For his reporting on the Soviet Union Carroll won the 1942 Headliners Award. That year he also published the book We’re In This With Russia, an assessment of the Soviet Union's ability to fight off the Nazi onslaught.

==Government service==
Carroll left journalism in 1942 when he was appointed by Elmer Davis, then director of the U.S. Office of War Information (OWI), to head up the organization's European operations based in London. The position required Carroll to work closely with both the Political Warfare Executive, a secret British agency created in 1941 to produce and disseminate propaganda, as well as with General Dwight Eisenhower’s Psychological Warfare Branch. Following a dispute with Robert Sherwood, then heading up OWI’s New York office, Carroll resigned his position but returned several months later at the request of Davis to head up European operations based in Washington D.C. During this time, Carroll was instrumental in developing communication strategies aimed at ensuring the preservation of Rome and in minimizing the Luftwaffe’s presence during D-Day, among other campaigns. On the dissolution of OWI in 1945 he wrote Persuade or Perish, which summarized Allied wartime propaganda efforts (published in 1948).

==Return to journalism==
Following the war, Carroll returned to journalism in 1949 as executive editor of Winston-Salem Journal and Sentinel in North Carolina.

===The New York Times===
In 1955 Carroll was recruited by The New York Times Washington bureau chief, James R. Reston, to serve as news editor for the bureau, based in Washington D.C. While there he oversaw what has often been called the “golden years” of the bureau, during which numerous journalists under Carroll and Reston's direction garnered fame and recognition. These included Russell Baker, Tom Wicker, Allen Drury, Anthony Lewis, and Max Frankel, among others.

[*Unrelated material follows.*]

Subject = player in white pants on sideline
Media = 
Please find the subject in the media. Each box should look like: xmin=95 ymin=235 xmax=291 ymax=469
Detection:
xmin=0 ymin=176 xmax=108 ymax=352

===Winston-Salem Journal and Sentinel===
Carroll left The New York Times in 1963 to return to Winston-Salem as editor and publisher of the Winston-Salem Journal and Sentinel. His return coincided with the surgeon general's report on the dangers of smoking in 1964. Carroll, despite the economic dependency of the region on the tobacco industry, directed the paper to fully cover the dangers of smoking to the public. He also helped lead efforts on the creation of the North Carolina School of the Arts in Winston-Salem, as well as the desegregation of schools in the city. Toward the end of his career, he championed environmental causes, leading the Winston-Salem Journal to a Pulitzer Prize for environmental reporting in 1971. Following his retirement from the paper in 1974 he worked as a director of the national effort to preserve the New River Valley.

A voice of journalism in the South, Carroll wrote and lectured frequently on the ethics of his profession. He served on both the Nieman Fellowship selection boards as well as the Pulitzer Prize boards (1968–1973). He also provided frequent advice to the U.S. State Department on U.S.-Soviet relations.

==Personal life==
Carroll was married to the former Margaret (Peggy) Sawyer. He and Peggy had four children: Margaret, John, Rosamund (Posie) and Patricia. John Carroll became a well-known journalist, whose leadership at the LA Times "was like watching Willie Mays play baseball," according to his colleague, New York Times Executive Editor Dean Baquet. Like his father, John was a member of the Pulitzer Prize Board, and garnered numerous journalism awards before his death in 2015.